CSS Button No Image Css3Menu.com

Baseball Prospectus home
  
  
Click here to log in Click here for forgotten password Click here to subscribe

<< Previous Article
Prospectus Q&A: Terry ... (03/19)
<< Previous Column
BP Unfiltered: Chicago... (03/18)
Next Column >>
BP Unfiltered: PECOTA ... (03/23)
Next Article >>
Premium Article Player Profile: Brian ... (03/21)

March 20, 2010

BP Unfiltered

3/19 Pecota Update: Weighted Means In for Pitchers

by Clay Davenport

Last night's depth chart/PFM/PECOTA update was more than just a simple update.

Yes, it did cover the changes from the last few days, like Elijah Dukes' release and Armando Galarraga being sent down. More importantly, though, it includes what I believe are the final substantive changes to the PECOTA process for this season.
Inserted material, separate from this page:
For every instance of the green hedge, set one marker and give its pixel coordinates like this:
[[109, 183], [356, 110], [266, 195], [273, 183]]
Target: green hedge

This is the first run of the PECOTA system that includes the full, finished percentile- and ten-year runs for every hitter and pitcher with a record in professional baseball. 

It has been a long time coming, and for that I am truly sorry. The retrospective solution would have been to switch from the day job at least 60 days earlier than I did, but the task--in layout--did not seem as daunting as the execution proved to be. I use this data myself--I've had two drafts already, and will have three more in the next two weeks--so I do understand the hardship that comes from these delays. I want to thank Dave Pease for the thankless task he took on, playing the front man for the process to allow me to concentrate on the work itself--but any complaints about PECOTA should properly be directed at me, not to Dave, and not to BP in general. 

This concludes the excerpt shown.